The Para greenlet is 12 cm long. The sexes have the same plumage. Adults of the nominate subspecies have a pale russet-brown to tawny forehead and an olive-brown crown. Their upperparts and wings are olive-brown and their tail brown. Their underparts are pale buff to buffy yellow that is lightest on the throat. Subspecies T. r. lutescens has more greenish upperparts and more yellowish underparts than the nominate. Both subspecies have a dark iris, a gray to pinkish bill with a paler mandible, and pinkish to grayish legs and feet.
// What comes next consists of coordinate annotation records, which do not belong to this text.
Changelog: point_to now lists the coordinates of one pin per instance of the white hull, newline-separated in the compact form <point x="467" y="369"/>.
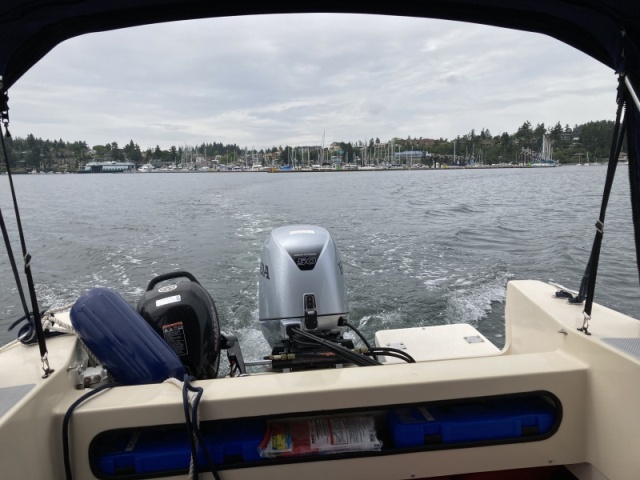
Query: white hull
<point x="594" y="382"/>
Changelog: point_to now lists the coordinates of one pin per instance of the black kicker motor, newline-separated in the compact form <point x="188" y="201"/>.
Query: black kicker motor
<point x="184" y="314"/>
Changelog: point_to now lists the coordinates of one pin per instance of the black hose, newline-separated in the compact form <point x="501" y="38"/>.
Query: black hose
<point x="391" y="352"/>
<point x="342" y="352"/>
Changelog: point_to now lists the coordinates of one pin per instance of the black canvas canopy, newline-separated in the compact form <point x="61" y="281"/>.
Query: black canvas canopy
<point x="607" y="30"/>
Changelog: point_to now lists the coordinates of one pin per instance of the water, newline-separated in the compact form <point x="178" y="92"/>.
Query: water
<point x="418" y="247"/>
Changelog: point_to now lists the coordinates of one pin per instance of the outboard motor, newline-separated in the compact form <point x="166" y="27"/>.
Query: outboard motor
<point x="301" y="285"/>
<point x="184" y="314"/>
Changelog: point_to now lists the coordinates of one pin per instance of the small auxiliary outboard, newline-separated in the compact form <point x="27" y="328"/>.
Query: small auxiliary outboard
<point x="301" y="287"/>
<point x="185" y="315"/>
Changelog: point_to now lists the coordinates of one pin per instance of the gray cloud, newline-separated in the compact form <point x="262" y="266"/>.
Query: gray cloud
<point x="276" y="80"/>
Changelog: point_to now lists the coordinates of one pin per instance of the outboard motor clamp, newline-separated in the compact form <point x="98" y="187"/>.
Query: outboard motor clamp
<point x="185" y="315"/>
<point x="301" y="284"/>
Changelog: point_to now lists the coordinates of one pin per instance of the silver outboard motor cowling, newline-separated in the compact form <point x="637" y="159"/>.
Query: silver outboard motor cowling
<point x="301" y="283"/>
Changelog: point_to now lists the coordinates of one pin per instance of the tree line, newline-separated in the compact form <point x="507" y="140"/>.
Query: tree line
<point x="569" y="145"/>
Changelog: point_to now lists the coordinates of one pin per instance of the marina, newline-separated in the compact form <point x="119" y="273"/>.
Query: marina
<point x="389" y="325"/>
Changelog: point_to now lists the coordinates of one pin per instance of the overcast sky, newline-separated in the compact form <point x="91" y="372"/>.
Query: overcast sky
<point x="288" y="79"/>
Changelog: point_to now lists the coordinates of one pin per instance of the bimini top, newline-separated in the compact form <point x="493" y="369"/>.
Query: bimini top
<point x="607" y="30"/>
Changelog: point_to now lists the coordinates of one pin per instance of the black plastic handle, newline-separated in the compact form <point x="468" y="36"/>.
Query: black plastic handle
<point x="168" y="276"/>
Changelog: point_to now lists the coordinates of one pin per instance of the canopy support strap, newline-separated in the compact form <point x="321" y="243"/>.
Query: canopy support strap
<point x="35" y="314"/>
<point x="587" y="286"/>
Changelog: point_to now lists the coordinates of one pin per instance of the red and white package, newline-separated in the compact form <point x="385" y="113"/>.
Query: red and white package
<point x="311" y="436"/>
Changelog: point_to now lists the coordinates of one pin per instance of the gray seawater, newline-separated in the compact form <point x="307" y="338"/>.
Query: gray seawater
<point x="418" y="247"/>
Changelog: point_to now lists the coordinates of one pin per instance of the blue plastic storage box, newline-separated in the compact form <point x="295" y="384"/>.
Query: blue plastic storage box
<point x="471" y="421"/>
<point x="165" y="450"/>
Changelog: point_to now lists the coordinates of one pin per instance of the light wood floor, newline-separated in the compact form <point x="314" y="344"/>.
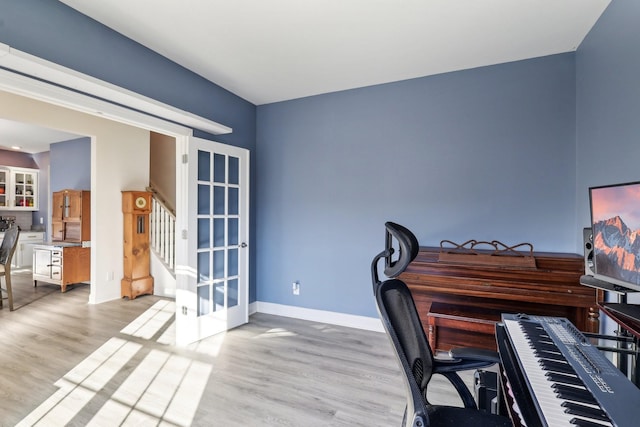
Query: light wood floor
<point x="65" y="362"/>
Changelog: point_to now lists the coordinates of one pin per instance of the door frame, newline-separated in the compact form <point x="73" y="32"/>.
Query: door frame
<point x="186" y="288"/>
<point x="33" y="77"/>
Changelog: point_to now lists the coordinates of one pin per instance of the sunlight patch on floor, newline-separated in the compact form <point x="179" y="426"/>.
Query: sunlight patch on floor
<point x="162" y="389"/>
<point x="149" y="323"/>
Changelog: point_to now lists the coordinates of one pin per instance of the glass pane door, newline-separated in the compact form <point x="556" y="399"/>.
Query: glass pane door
<point x="212" y="291"/>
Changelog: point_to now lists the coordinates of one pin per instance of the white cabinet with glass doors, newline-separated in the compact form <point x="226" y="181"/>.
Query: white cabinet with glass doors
<point x="5" y="188"/>
<point x="18" y="188"/>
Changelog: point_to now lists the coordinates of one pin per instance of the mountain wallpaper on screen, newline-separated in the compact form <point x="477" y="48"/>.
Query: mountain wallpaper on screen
<point x="617" y="250"/>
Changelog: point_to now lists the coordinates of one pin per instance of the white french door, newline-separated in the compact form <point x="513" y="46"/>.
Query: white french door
<point x="212" y="291"/>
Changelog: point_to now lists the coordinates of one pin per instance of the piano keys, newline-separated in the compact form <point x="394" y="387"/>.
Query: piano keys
<point x="558" y="378"/>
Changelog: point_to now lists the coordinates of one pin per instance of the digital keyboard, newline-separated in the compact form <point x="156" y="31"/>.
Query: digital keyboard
<point x="557" y="378"/>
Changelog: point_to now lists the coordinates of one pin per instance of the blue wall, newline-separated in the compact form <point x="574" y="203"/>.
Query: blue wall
<point x="608" y="107"/>
<point x="504" y="152"/>
<point x="487" y="153"/>
<point x="57" y="33"/>
<point x="76" y="152"/>
<point x="608" y="103"/>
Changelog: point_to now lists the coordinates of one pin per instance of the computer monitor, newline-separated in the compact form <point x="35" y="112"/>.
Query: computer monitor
<point x="615" y="223"/>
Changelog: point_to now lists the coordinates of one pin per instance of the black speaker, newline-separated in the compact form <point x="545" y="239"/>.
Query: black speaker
<point x="587" y="239"/>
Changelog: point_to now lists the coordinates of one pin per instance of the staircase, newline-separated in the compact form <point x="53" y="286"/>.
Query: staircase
<point x="163" y="242"/>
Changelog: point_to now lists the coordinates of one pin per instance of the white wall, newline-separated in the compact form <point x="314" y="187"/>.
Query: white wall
<point x="119" y="161"/>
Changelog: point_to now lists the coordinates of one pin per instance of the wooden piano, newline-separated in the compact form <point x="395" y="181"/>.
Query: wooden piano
<point x="460" y="302"/>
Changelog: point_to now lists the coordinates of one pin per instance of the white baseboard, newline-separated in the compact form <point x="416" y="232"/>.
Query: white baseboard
<point x="331" y="317"/>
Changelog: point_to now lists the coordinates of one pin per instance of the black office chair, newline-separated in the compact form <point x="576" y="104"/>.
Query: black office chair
<point x="402" y="323"/>
<point x="7" y="249"/>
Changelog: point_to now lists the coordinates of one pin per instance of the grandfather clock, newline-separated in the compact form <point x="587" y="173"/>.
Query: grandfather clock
<point x="137" y="280"/>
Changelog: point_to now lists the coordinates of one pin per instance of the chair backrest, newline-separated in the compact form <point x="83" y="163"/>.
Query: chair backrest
<point x="9" y="244"/>
<point x="401" y="321"/>
<point x="394" y="264"/>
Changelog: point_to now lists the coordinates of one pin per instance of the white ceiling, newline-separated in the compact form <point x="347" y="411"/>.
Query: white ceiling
<point x="30" y="138"/>
<point x="273" y="50"/>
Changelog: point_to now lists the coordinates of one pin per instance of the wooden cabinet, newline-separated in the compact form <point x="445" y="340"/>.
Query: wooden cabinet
<point x="137" y="280"/>
<point x="70" y="216"/>
<point x="459" y="304"/>
<point x="61" y="265"/>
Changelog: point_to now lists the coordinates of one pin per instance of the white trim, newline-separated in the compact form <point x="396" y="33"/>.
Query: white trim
<point x="30" y="65"/>
<point x="331" y="317"/>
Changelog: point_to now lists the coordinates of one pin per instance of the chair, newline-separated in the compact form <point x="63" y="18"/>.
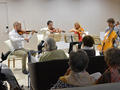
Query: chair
<point x="11" y="57"/>
<point x="44" y="75"/>
<point x="109" y="86"/>
<point x="40" y="37"/>
<point x="96" y="64"/>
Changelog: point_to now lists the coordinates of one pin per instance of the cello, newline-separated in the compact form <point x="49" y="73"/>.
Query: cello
<point x="108" y="41"/>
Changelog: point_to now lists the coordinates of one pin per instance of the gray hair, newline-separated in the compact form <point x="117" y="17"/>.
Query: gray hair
<point x="51" y="44"/>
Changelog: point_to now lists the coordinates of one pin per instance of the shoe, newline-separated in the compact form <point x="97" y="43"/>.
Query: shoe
<point x="25" y="71"/>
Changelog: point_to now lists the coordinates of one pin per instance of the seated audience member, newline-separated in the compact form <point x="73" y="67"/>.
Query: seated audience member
<point x="76" y="76"/>
<point x="78" y="30"/>
<point x="112" y="74"/>
<point x="88" y="45"/>
<point x="51" y="51"/>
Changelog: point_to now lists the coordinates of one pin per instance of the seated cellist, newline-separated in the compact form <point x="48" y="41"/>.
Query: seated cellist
<point x="111" y="36"/>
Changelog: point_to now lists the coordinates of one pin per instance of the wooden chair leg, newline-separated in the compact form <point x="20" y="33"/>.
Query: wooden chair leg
<point x="9" y="63"/>
<point x="13" y="62"/>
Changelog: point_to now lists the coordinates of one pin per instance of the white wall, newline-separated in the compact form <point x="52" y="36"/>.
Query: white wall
<point x="92" y="14"/>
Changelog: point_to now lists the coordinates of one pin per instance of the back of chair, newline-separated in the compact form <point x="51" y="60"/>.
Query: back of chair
<point x="96" y="64"/>
<point x="9" y="44"/>
<point x="45" y="74"/>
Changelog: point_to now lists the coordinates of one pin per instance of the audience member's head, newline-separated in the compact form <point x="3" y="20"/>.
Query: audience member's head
<point x="17" y="26"/>
<point x="112" y="57"/>
<point x="118" y="23"/>
<point x="78" y="61"/>
<point x="50" y="24"/>
<point x="77" y="25"/>
<point x="111" y="22"/>
<point x="50" y="44"/>
<point x="88" y="41"/>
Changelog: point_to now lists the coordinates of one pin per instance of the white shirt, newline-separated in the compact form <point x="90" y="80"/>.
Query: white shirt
<point x="17" y="40"/>
<point x="45" y="31"/>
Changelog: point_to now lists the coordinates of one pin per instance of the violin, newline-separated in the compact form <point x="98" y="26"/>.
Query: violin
<point x="21" y="32"/>
<point x="53" y="30"/>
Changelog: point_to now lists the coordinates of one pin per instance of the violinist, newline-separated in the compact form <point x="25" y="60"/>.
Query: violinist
<point x="79" y="31"/>
<point x="17" y="39"/>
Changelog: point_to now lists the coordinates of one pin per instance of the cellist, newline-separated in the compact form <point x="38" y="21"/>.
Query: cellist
<point x="111" y="36"/>
<point x="112" y="26"/>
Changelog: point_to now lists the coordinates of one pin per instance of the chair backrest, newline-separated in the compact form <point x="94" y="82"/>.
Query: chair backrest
<point x="109" y="86"/>
<point x="96" y="64"/>
<point x="40" y="37"/>
<point x="45" y="74"/>
<point x="9" y="44"/>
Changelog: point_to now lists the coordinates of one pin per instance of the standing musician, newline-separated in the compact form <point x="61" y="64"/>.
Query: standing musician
<point x="79" y="31"/>
<point x="111" y="36"/>
<point x="17" y="39"/>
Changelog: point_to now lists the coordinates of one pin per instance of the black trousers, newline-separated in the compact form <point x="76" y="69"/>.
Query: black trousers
<point x="10" y="78"/>
<point x="74" y="43"/>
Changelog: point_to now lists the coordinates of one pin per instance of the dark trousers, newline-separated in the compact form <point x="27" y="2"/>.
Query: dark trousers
<point x="74" y="43"/>
<point x="10" y="78"/>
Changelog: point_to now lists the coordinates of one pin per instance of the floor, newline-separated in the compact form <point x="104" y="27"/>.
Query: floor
<point x="21" y="78"/>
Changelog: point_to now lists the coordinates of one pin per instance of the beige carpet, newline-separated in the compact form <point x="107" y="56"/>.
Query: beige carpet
<point x="21" y="78"/>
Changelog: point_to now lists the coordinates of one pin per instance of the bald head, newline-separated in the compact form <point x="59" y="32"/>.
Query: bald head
<point x="17" y="26"/>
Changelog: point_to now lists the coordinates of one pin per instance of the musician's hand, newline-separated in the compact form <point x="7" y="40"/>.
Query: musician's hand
<point x="26" y="39"/>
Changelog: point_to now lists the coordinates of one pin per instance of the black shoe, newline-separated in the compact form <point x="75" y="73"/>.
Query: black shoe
<point x="25" y="71"/>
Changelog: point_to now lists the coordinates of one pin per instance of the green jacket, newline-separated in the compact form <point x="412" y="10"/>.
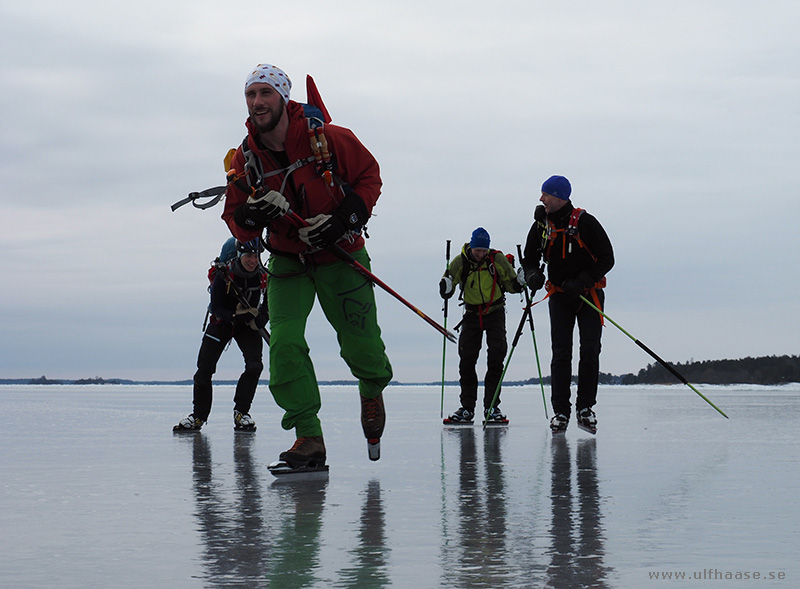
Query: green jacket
<point x="483" y="284"/>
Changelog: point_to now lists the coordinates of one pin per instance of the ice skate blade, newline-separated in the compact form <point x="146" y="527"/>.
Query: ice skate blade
<point x="283" y="471"/>
<point x="447" y="421"/>
<point x="374" y="450"/>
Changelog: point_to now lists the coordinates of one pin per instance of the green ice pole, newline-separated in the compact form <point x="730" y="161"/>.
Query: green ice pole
<point x="678" y="375"/>
<point x="533" y="333"/>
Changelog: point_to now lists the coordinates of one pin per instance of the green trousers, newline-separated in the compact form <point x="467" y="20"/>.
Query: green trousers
<point x="348" y="301"/>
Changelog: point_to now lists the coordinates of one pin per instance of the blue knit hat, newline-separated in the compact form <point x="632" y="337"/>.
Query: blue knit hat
<point x="557" y="186"/>
<point x="480" y="239"/>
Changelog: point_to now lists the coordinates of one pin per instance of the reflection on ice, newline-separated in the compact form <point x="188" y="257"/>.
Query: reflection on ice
<point x="104" y="490"/>
<point x="576" y="554"/>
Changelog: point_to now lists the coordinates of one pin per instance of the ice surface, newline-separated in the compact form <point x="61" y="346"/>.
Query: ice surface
<point x="97" y="491"/>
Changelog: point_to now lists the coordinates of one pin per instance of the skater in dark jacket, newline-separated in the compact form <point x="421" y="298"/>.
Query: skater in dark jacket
<point x="231" y="319"/>
<point x="578" y="255"/>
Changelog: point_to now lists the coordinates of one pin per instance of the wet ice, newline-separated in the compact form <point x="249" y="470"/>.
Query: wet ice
<point x="100" y="491"/>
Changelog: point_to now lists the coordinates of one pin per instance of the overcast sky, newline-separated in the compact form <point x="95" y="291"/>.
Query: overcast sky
<point x="676" y="122"/>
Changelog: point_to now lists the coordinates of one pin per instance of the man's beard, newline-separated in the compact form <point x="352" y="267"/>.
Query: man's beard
<point x="272" y="122"/>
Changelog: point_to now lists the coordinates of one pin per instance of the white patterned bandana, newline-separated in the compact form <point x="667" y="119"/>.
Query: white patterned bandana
<point x="272" y="75"/>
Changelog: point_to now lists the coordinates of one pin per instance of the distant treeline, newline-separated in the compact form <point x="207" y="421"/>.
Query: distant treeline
<point x="767" y="370"/>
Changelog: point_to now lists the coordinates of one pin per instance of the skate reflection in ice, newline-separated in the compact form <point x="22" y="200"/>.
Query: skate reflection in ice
<point x="232" y="529"/>
<point x="295" y="561"/>
<point x="576" y="531"/>
<point x="371" y="555"/>
<point x="476" y="556"/>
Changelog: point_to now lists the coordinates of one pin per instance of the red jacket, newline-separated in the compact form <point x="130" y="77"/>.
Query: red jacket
<point x="306" y="190"/>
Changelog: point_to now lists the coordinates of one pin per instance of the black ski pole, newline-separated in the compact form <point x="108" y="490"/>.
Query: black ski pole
<point x="533" y="333"/>
<point x="444" y="339"/>
<point x="663" y="363"/>
<point x="517" y="335"/>
<point x="358" y="267"/>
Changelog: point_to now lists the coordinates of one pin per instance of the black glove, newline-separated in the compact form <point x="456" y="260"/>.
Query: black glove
<point x="535" y="280"/>
<point x="258" y="212"/>
<point x="324" y="230"/>
<point x="261" y="321"/>
<point x="446" y="289"/>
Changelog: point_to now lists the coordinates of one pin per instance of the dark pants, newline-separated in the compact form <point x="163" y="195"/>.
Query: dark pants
<point x="564" y="311"/>
<point x="469" y="347"/>
<point x="215" y="339"/>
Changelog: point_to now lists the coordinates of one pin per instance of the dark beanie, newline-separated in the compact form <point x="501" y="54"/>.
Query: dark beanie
<point x="480" y="239"/>
<point x="557" y="186"/>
==Distribution and habitat==

The Para greenlet is found south of the Amazon River in north-central Brazil. Subspecies T. r. lutescens is the more westerly of the two. It is found from the Rio Madeira east to the Rio Tapajós and south as far as west-central Mato Grosso. The nominate is found from the Tapajós east to the Atlantic in eastern Pará and far northern Maranhão and south to north-central Mato Grosso. The species primarily inhabits the undergrowth of untouched terra firme forest, where it often favors openings caused by fallen trees. In elevation it ranges from sea level to 800 m.

==Behavior==
===Movement===

The Para greenlet is almost surely a sedentary year-round resident.

===Feeding===

The Para greenlet's diet and foraging behavior have not been studied but are assumed to be similar to those of other species in its genus, for example see here.

===Breeding===

Nothing is known about the Para greenlet's breeding biology.

===Vocalization===

The two subspecies of the Para greenlet have different songs. That of the nominate is a "pure whistle that is steadily repeated many times at intervals of a few seconds". That of T. r. lutescens is a "steadily repeated phrase of three whistles, the first one short, the second one lower-pitched and longer, and the last one even lower, e.g. ti-teee-yeee or ti-teee-eeuw". Its calls are not well known but have been described as "short stutters or bursts of short overslurred notes".

==Status==

The IUCN has assessed the Para greenlet as being of Least Concern. It has a large range; its population size is not known and is believed to be decreasing. "The species is threatened by the loss and fragmentation of its habitat for agricultural conversion." It is considered "frequent to uncommon" in Brazil. The species is "highly susceptible to forest fragmentation, which is an increasingly severe problem in much of its range...large blocks of primary forest are likely essential for the survival of this species".